Family History of Alcohol Dependence and Initial Antidepressant Response to an N-methyl-D-aspartate Antagonist

Article (PDF Available)inBiological psychiatry 65(2):181-4 · December 2008with16 Reads
DOI: 10.1016/j.biopsych.2008.09.029 · Source: PubMed
Abstract
A high rate of comorbidity exists between mood disorders and alcohol dependence. Furthermore, both ketamine, a dissociative anesthetic with a recently described rapid-onset antidepressant effect, and ethanol are N-methyl-D-aspartate (NMDA) receptor antagonists. Previous investigations of healthy individuals with a family history of alcohol dependence have found that these individuals have an attenuated response to ketamine's perceptual disturbance and dysphoric effects similar to that found in individuals with a self-reported history of alcohol dependence.
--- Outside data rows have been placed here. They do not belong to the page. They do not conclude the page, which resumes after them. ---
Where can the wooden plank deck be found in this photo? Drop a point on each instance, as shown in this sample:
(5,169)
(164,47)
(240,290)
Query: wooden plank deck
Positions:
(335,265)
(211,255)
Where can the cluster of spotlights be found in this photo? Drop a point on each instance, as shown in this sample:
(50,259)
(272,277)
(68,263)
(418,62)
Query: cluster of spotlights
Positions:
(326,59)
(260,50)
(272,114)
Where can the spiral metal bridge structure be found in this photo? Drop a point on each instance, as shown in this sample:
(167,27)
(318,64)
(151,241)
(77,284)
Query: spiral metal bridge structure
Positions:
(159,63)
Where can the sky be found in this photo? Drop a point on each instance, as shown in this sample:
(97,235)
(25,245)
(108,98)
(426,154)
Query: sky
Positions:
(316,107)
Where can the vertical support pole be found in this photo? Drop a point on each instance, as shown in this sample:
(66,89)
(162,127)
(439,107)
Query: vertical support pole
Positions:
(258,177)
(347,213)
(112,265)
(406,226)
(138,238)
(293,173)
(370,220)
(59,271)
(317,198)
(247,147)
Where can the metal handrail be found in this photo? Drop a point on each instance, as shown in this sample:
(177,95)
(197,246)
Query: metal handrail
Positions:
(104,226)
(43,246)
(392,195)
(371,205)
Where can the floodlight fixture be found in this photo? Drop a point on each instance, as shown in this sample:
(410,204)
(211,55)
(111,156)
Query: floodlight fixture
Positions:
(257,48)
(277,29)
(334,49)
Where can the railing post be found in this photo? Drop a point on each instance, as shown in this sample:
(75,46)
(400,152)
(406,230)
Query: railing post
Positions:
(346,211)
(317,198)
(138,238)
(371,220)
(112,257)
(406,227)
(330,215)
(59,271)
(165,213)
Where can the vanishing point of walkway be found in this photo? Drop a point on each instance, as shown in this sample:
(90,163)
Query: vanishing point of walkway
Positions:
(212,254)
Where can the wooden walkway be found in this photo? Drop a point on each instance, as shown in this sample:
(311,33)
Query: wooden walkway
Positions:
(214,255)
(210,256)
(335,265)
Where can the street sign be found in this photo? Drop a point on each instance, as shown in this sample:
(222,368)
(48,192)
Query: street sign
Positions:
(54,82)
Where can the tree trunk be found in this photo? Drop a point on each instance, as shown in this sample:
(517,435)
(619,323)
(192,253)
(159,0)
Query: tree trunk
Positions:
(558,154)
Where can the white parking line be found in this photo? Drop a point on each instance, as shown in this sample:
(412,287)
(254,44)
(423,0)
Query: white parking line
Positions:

This study investigated whether a family history of alcohol dependence influences ketamine's initial antidepressant effect. Twenty-six subjects with DSM-IV treatment-resistant major depression were given an open-label intravenous infusion of ketamine hydrochloride (.5 mg/kg) and rated using various depression scales at baseline, 40, 80, 120, and 230 min postinfusion. The primary outcome measure was Montgomery-Asberg Depression Rating Scale (MADRS) scores. Subjects with a family history of alcohol dependence showed significantly greater improvement in MADRS scores compared with subjects who had no family history of alcohol dependence. A family history of alcohol dependence appears to predict a rapid initial antidepressant response to an NMDA receptor antagonist.